Times Square officially entered the Pop-Tarts World era this week, as the breakfast pastry theme store debuted under the sort of towering, garish billboard that has long been an area staple. But it made us wonder: Let’s say you wanted to truly stand out in the colorful corporate orgy of Times Square. Could you choose an understated, unadorned façade?

 

The answer is no. The city, it turns out, has a law against tasteful restraint in Times Square.

 

The area is part of the “Special Midtown District” that has its own distinct zoning code. Part of the mission of these regulations is to preserve and protect the “unique combination of building scale, large illuminated signs and entertainment and entertainment-related uses” that are central to Times Square’s history. The idea was to ensure that Times Square never became another drab steel canyon of conservative office towers.

 

“This was a result of a preservationist instinct to not have this area turn into another 6th Avenue,” says Ellen Goldstein, vice president of policy and design for the Times Square Alliance. “Even when Times Square was at its most degraded — you know, when there were porn theaters and grindhouses — it was always defined by lights.

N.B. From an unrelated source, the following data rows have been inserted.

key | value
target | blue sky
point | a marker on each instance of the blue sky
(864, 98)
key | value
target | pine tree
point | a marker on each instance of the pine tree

If you preserve the advertising, you preserve the character of the neighborhood.”

 

In a way, the zoning code governing the signs is wonderfully ironic. The bright lights of Times Square, one of the most visible and iconic testaments to the city’s hyper-capitalist verve, are maintained not by Adam Smith’s invisible hand but by little-known government regulations. For those with the stomach to navigate the bureaucratic language, the zoning regulations make for interesting reading. What appears totally haphazard to the untrained tourist’s eye is actually planned down to the last square foot, with copious rules about how much of any surface must be covered in signage.

 

Own a building on Broadway but detest the flashing lights? Too bad. As the code states:

 

There shall be a minimum of one illuminated sign with a surface area of not less than 1,000 square feet for each 50 linear feet, or part thereof, of street frontage.

 

There are instructions for precisely which direction Times Square’s signage must face and extraordinarily detailed diagrams for how the brightness of mandatory illuminated displays shall be measured. Does your building feature a blinking sign? The rules require that the unlit phase not exceed three seconds. When can the bright lights be switched off? No earlier than 1:00 a.m.

 

According to Goldstein, Times Square’s survival as an outlandish area has at times been in jeopardy. “For example, when the Morgan Stanley building came in, they didn’t want to have any signs and lights over them,” she says. “There was concern that when those kinds of buildings went up, they weren’t going to want to have signs.”

 

It’s unclear how the city enforces these rules. Officials at the city’s Department of City Planning didn’t know of any examples in which building owners have been penalized for non-compliance with the special zoning rules. Not that anyone with a profit motive would want to forgo the glitzy advertising. “We know some of those signs go for upwards of $1 million a year,” Goldstein said.